Description

5/5 - (1 vote)

1 Why Pipelining?

The datapath design that we implemented for Project 1 was, in fact, grossly inefficient. By focusing on increasing throughput, a pipelined processor can get more instructions done per clock cycle. In the real world, that means higher performance, lower power draw, and most importantly, happy customers!

2 Project Requirements

In this project, you will make a pipelined processor that implements the Conte-200 ISA. There will be five stages in your pipeline:

IF – Instruction Fetch
ID/RR – Instruction Decode/Register Read
EX – Execute (ALU operations)
MEM – Memory (both reads and writes with memory)
WB – Writeback (writing to registers)

Before you move on, read Appendix A: Conte-200 Instruction Set Architecture to understand the ISA that you will be implementing. We provide you with a Brandonsim file with the some of the structure laid out.

3 Building the Pipeline

First, you will have to build the hardware to support all of your instructions. You will have to make each stage such that it can accommodate the actions of all instructions passing through it. Use the book (Ch. 5) to get an idea of what the pipeline looks like and to understand the function of each stage before you start building your circuits.

1. IF Stage

The IF stage is responsible for:

Getting the instruction from I-MEM at location PC
Updating the PC

For normal sequential execution, we would update the PC by incrementing it by 1. Notice, however, that this may not be the case when executing a SKP, CALL, RET, or GOTO instruction. Hence, you will likely need to multiplex which value is used to update the PC.

2. ID/RR Stage

The ID/RR stage is responsible for:

Decoding the instruction
Reading the appropriate registers
Resolving any CALL, RET, SKP, or GOTO instructions

Please look at Appendix A: Conte-200 Instruction Set Architecture in order to understand the instruction formats! You will have a dual ported register file (DPRF), which allows you to read from two registers and write one register all at the same time. As you will notice, the TAs have been very kind in making the DPRF and providing it to you.

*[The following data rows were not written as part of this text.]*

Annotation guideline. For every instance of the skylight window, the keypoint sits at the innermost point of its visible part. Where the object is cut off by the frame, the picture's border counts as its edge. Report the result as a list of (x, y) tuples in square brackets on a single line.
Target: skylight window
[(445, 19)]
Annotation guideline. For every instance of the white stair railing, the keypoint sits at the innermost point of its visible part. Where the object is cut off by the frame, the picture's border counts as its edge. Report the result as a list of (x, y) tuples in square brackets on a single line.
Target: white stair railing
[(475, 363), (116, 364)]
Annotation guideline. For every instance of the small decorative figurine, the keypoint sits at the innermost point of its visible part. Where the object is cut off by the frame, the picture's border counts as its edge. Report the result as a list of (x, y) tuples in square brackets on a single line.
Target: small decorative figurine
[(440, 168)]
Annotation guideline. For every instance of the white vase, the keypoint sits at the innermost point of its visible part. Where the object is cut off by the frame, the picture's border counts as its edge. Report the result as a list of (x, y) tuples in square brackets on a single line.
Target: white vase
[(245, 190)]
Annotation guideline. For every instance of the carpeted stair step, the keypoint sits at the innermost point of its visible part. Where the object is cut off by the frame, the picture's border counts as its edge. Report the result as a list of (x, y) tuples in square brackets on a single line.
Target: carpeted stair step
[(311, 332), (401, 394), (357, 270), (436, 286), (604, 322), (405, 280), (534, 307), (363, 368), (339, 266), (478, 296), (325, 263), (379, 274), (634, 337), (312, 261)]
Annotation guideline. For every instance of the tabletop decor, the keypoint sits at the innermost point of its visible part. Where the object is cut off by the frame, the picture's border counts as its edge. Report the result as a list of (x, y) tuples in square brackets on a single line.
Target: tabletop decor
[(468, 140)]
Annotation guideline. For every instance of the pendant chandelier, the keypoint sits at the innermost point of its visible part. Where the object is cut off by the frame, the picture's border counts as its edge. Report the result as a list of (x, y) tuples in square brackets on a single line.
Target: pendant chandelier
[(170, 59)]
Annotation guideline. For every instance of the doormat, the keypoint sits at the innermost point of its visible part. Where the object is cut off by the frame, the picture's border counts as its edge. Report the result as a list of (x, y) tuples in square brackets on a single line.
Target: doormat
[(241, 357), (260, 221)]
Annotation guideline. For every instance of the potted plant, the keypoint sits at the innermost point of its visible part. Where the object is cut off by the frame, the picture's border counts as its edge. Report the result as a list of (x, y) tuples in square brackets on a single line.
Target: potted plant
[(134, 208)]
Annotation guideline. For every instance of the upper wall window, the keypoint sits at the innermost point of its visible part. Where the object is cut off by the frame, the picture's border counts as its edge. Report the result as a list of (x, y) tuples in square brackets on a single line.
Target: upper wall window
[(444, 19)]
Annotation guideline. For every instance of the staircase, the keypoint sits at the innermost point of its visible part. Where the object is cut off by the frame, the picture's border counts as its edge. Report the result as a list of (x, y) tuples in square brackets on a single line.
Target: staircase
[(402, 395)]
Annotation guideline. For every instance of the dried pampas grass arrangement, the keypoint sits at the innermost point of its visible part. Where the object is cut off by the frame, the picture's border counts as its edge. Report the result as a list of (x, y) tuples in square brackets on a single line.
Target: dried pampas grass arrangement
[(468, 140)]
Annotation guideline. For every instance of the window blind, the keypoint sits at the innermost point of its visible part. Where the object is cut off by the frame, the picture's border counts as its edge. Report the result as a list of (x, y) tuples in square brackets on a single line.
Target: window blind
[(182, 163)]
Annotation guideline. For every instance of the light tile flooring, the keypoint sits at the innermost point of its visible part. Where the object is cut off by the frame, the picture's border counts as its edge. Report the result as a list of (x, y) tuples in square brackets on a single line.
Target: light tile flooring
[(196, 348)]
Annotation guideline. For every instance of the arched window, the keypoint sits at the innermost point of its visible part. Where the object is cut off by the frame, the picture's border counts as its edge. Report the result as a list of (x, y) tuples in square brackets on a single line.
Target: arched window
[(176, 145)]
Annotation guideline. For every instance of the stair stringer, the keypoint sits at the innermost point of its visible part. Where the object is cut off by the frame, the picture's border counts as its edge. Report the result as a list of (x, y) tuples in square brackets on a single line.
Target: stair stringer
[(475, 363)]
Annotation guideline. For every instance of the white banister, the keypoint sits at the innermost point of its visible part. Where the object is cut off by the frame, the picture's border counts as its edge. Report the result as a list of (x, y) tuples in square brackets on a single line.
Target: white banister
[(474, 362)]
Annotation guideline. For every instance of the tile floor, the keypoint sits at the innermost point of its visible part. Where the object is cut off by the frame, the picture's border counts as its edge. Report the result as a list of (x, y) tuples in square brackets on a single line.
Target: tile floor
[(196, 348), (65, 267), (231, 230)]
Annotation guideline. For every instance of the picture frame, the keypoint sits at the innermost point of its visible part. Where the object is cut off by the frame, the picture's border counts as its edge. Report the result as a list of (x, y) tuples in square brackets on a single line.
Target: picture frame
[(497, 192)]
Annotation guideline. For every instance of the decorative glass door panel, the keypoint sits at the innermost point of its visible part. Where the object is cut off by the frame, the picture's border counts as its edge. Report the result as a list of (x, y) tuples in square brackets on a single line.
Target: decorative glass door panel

Some of the instructions require both inputs into to the ALU to be values pulled from the DPRF. However, other instructions contain a value within the instruction, such as an immval20, offset20, or PCAddr24 field. You may either pass all of these possible values to the next stage (requires bigger buffer registers), or condense them into just the values needed to execute the instruction in the following cycles (requires more logic, but buffer size can be optimized).

3. EX Stage

The EX stage is responsible for:

Performing all necessary arithmetic and logic calculations

In the Execute (EX) stage, you will perform any arithmetic computations required by the instruction. This stage should host a complete ALU to perform the actual adding or NANDing as required by the instruction. For memory access instructions, this stage will perform the Base + Offset computation required to determine the memory address to access.

4. MEM Stage

The MEM stage is responsible for:

Reading from or writing a result to memory

All you need to do is to use the value calculated in the EX stage as the address for the RAM. Note that you must use the maximum address length for the RAM block – this is 24 bits. To accomplish this, simply take the lower 24 bits of the calculated address. Depending on the instruction, this stage will need to pass either the value read from memory or the value computed in EX to the WB stage.

5. WB Stage

The WB stage is responsible for:

Writing results back to the DPRF (dual-ported register file)

Depending on the instruction, you may need to write a value back to a register. To do this, your WB stage will attach to the data in and write enable inputs of the DPRF in ID/RR. Remember that the DPRF can write and read different registers in the same clock cycle, which is why WB and ID/RR can share the same register file. For instructions that do not write a register, your WB stage may not do anything at all.

4 General Advice

Subcircuits

For this project, we highly encourage using modular design and creating subcircuits when necessary. We strongly recommend using subcircuits when building your pipeline buffers as well as your forwarding unit.

Pipeline Buffers

For deciding what to pass through buffers, remember that we need to support the requirements of every possible instruction. Think of what each instruction needs to fulfill its duty, and pass a union of all those requirements. (By union we mean the mathematical union, for example say I1 needs PC and Rx, while I2 needs Rx and Ry, then you should pass PC, Rx and Ry through the buffer). You can also feel free to implement your hardware such that you re-use space in the buffer for different purposes depending on the instruction, but this is not required.

Control Signals

In the Project 1 datapath, recall that we had one main ROM that was the single source of all the control signals on the datapath. Now that we are spreading out our work across different stages of the pipeline, you have a choice of how to implement your signals!

There are two options:

You can either have a single large main ROM in ID/RR which calculates all the control signals for every stage.

OR

you can have a small(er) ROM in each stage which takes in the opcode and assert the proper signals for that operation.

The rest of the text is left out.